Any time I can find a reason to bust out (one of) my (many) mortar(s) and pestle(s), I’m all in. That made a deeper dive on this classic Spanish sauce a no-brainer. There are a million recipes out there for romesco, and many of them are very good. But most of the ones in the United States take one shortcut I’m not okay with, and that’s using roasted red bell peppers in place of the dried chilies traditionally used in Spain. The bell peppers make a good sauce; don’t get me wrong. It’s just lighter and brighter and sweeter than the earthy notes those dried chilies add, and to me, that’s where the sauce really gets interesting. You should try it (and no, I won’t fault you if you use a food processor instead).
A dish like al pastor tacos is a conundrum for the home cook. Attempting to recreate the spit-roasted meat in the highest fidelity possible without the spit requires jumping through quite a few hoops. Kenji has jumped those hoops before in a brilliant way, but it’s inarguably a production. What I love about these skewers from Sasha is the elegance and simplicity of his solution: Just make them into kebabs! It’s almost head-slappingly obvious once you see it. Tasting them just confirms it: This is the easiest way to make great al pastor at home.
If you’ve been sleeping on Sho’s ramen recipes, you’ve truly been sleeping. He’s obsessed, and we’re all the benefactors. I’m lucky because I work with Sho, and sometimes get to eat his ramen, but I’ll admit that it’s a project I’m not likely to do at home these days, what with all my own recipe-developing to do.
That’s why I’m particularly into this mazemen recipe, which is a broth-less style of ramen. Removing the broth from the equation makes ramen much more approachable for the home cook (especially if you have a source for good ramen noodles). This recipe takes advantage of Sasha’s recipe for XO Sauce; the XO is a small project, but a little bit goes a long way. After that, there’s really not too much more you have to do beyond cook the noodles and dress them with XO. That’s the kind of ramen recipe I can really get down with.
There are some dishes I use as a yardstick to measure the skill of a kitchen. Out for pizza? A Margherita is a must, just to see how they do with a basic like that. Gelato? Gotta get at least one scoop of nocciola (hazelnut). When I get Korean, japchae is the one I order every time, and it can run the gambit, from dry, dull, and one-dimensional to oily, steamy, and wet.

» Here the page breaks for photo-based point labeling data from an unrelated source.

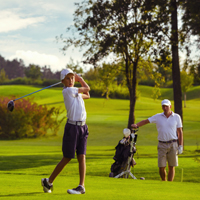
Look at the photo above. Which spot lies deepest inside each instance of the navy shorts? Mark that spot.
(74, 140)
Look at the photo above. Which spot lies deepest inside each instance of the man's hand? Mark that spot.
(180, 149)
(77, 78)
(134, 126)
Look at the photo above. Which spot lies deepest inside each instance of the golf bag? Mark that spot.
(125, 151)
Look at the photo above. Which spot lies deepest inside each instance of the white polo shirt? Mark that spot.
(167, 127)
(74, 104)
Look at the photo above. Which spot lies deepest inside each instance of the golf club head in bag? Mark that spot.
(11, 105)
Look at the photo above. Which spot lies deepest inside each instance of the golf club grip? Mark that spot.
(37, 91)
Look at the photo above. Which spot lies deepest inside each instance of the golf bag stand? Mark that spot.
(124, 157)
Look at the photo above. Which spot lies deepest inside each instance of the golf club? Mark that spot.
(11, 103)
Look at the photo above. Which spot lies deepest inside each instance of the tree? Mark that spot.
(107, 75)
(74, 67)
(186, 83)
(33, 72)
(121, 27)
(167, 15)
(3, 76)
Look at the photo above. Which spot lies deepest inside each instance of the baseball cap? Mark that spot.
(64, 73)
(166, 102)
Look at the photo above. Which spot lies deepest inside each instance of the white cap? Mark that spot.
(126, 132)
(64, 73)
(166, 102)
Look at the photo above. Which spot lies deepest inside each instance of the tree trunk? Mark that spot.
(132, 92)
(184, 99)
(175, 61)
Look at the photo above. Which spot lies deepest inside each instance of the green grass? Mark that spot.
(24, 162)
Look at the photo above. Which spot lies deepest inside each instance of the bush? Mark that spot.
(28, 119)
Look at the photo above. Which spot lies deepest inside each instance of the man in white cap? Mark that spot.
(170, 139)
(76, 130)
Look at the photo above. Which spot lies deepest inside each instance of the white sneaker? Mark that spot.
(79, 190)
(46, 187)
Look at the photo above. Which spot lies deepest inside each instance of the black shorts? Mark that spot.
(74, 140)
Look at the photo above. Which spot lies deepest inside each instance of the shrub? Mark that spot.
(28, 119)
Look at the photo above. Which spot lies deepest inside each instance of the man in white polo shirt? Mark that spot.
(76, 131)
(170, 135)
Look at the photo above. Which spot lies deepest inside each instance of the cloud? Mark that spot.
(33, 57)
(10, 21)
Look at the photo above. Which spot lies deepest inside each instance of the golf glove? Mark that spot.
(180, 149)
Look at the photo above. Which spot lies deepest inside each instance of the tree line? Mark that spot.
(16, 68)
(135, 30)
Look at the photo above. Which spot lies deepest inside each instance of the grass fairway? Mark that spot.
(24, 162)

I’d like to think I know a good japchae when I see one, but as enthusiastic and frequent of a Korean-food eater as I am, I’m no expert. This recipe from Seoyoung Jung was an eye-opener for me, revealing just how artfully the noodles can be composed. Hers is balanced and restrained—no pooling puddle of slick sauce or grease—but it’s still deeply flavorful and satisfying. It redefined, for me, what a good japchae could be.
I’m not the biggest cake person. The icing is often too sweet for me, and the cake portion rarely elevates the rest of it except in the hands of the very best bakers. But a cake like this one that’s skillfully made and not slathered in whipped sugar speaks to me. Stella lets the olive oil shine through in this one, opting for a higher-quality oil to really bring that grassy flavor to the fore. It’s delicate and moist and just perfect after dinner or with a cup of coffee in the morning.
A few months ago, Sasha, myself, and a few other members of the Serious Eats crew traveled to a farm in Upstate New York to film some cooking videos. Sasha made the pomodori al riso he’d grown up eating in Rome and then perfected as this recipe for Serious Eats. It’s an absolutely beautiful expression of a ripe summer tomato, sweet and fruity and jammy and juicy. And those potatoes that roast alongside the tomatoes ain’t half bad either. Set a reminder for yourself now: You’re going to want to cook these come next summer.